[proofplan]
The natural numbers are being used as an inductive type with constructors $0$ and $S$. The proof is therefore the dependent eliminator for that inductive type: to define a term in the family $P(n)$ for arbitrary $n:\mathbb{N}_0$, it suffices to give the base term at $0$ and a successor step taking a proof at $n$ to a proof at $S(n)$. The two displayed computation rules are exactly the beta rules for this eliminator at the two constructors.
[/proofplan]
[step:Invoke the dependent eliminator for the inductive type $\mathbb{N}_0$]

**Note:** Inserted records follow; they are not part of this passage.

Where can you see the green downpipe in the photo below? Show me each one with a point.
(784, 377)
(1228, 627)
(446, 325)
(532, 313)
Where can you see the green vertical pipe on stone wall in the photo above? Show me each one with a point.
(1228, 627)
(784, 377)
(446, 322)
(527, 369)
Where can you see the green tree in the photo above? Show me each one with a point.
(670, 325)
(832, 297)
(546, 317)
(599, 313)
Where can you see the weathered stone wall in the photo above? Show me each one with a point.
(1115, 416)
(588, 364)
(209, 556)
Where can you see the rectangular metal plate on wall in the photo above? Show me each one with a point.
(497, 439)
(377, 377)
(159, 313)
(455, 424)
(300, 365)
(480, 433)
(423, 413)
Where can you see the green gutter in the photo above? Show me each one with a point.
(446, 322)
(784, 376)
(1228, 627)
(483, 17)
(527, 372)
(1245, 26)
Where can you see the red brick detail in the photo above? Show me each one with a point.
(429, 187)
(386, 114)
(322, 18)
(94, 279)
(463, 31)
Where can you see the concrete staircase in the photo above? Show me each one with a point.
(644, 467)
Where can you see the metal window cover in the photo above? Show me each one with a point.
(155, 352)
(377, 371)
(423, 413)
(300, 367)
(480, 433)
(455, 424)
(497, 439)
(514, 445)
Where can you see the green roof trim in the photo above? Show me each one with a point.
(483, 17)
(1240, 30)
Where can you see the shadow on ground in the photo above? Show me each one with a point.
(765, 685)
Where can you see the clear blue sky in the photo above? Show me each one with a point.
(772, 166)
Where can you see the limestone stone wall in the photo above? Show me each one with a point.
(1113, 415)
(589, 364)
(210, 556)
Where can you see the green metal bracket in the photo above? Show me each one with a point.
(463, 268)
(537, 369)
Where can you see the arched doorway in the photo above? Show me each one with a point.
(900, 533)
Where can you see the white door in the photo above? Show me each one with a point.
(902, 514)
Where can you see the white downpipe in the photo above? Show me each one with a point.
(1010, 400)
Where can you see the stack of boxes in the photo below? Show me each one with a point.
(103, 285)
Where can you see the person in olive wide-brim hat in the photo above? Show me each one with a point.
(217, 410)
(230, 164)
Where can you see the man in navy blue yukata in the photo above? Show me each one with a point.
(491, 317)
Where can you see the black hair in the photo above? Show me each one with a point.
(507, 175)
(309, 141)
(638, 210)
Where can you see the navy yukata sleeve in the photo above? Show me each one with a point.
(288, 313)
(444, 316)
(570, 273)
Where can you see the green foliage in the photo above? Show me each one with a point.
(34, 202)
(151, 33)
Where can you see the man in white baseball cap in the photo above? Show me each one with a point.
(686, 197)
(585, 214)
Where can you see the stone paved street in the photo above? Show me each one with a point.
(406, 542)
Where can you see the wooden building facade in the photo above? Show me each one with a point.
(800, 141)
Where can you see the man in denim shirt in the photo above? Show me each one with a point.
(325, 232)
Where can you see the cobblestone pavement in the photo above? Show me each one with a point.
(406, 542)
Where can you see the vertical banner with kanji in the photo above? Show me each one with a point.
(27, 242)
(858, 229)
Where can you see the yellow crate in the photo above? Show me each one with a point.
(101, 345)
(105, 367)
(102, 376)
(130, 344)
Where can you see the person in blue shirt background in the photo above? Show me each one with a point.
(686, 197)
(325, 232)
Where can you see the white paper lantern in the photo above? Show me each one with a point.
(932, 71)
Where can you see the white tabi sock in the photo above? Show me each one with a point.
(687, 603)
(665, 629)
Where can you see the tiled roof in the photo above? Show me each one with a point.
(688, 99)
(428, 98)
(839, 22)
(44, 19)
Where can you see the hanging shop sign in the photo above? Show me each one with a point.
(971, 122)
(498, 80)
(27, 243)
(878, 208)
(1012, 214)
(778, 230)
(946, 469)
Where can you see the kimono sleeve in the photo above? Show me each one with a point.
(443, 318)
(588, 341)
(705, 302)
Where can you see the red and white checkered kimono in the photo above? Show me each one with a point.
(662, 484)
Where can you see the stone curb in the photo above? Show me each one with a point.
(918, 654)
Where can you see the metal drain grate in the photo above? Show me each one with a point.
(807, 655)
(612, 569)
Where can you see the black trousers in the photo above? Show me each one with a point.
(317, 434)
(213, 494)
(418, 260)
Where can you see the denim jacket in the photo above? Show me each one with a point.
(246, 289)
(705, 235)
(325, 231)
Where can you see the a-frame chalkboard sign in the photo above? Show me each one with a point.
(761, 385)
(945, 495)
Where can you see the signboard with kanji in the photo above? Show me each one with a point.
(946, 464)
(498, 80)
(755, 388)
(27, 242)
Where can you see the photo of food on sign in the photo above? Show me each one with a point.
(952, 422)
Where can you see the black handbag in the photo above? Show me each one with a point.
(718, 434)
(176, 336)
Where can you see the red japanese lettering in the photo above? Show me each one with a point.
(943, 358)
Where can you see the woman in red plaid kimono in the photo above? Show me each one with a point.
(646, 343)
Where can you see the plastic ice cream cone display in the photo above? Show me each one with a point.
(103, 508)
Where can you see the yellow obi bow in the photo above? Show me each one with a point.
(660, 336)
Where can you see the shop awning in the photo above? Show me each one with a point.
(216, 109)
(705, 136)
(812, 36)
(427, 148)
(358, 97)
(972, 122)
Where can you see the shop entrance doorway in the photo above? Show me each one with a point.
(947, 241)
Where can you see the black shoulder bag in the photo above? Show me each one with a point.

Fix a universe $\mathcal U$, a type family $P:\mathbb{N}_0\to\mathcal U$, a base term $p_0:P(0)$, and a dependent step function
\begin{align*}
p_S:\prod_{n:\mathbb{N}_0} P(n)\to P(S(n)).
\end{align*}
Since $\mathbb{N}_0$ is assumed to be the inductive type generated by $0$ and $S$, its dependent elimination rule applies to the motive $P$, the base branch $p_0$, and the successor branch $p_S$. It yields a dependent function
\begin{align*}
\operatorname{ind}_{\mathbb{N}_0}(P,p_0,p_S):\prod_{n:\mathbb{N}_0} P(n).
\end{align*}
[guided]
We must construct, for each [natural number](/page/Natural%20Number) $n:\mathbb{N}_0$, a term of the type $P(n)$. Because the target type depends on $n$, this is not ordinary recursion into a fixed type; it is dependent elimination with motive
\begin{align*}
P:\mathbb{N}_0\to\mathcal U.
\end{align*}
The data required by the dependent eliminator are exactly the two pieces given in the statement. First, the base constructor $0:\mathbb{N}_0$ must be assigned a term of the fiber over $0$, and this is
\begin{align*}
p_0:P(0).
\end{align*}
Second, for a successor $S(n)$, the eliminator may assume that the desired term has already been constructed in the previous fiber $P(n)$. The step datum is therefore a dependent function
\begin{align*}
p_S:\prod_{n:\mathbb{N}_0} P(n)\to P(S(n)).
\end{align*}
For each $n:\mathbb{N}_0$, this means $p_S(n)$ is a function from $P(n)$ to $P(S(n))$. Applying the dependent elimination rule for the inductive type $\mathbb{N}_0$ to the motive $P$, the base branch $p_0$, and the successor branch $p_S$ gives a dependent function
\begin{align*}
\operatorname{ind}_{\mathbb{N}_0}(P,p_0,p_S):\prod_{n:\mathbb{N}_0} P(n).
\end{align*}
This is the formal expression of induction: once a term is supplied at $0$, and once terms can be transported from the fiber over $n$ to the fiber over $S(n)$, the eliminator supplies a term in every fiber $P(n)$.
[/guided]
[/step]
[step:Verify the computation rule at the base constructor]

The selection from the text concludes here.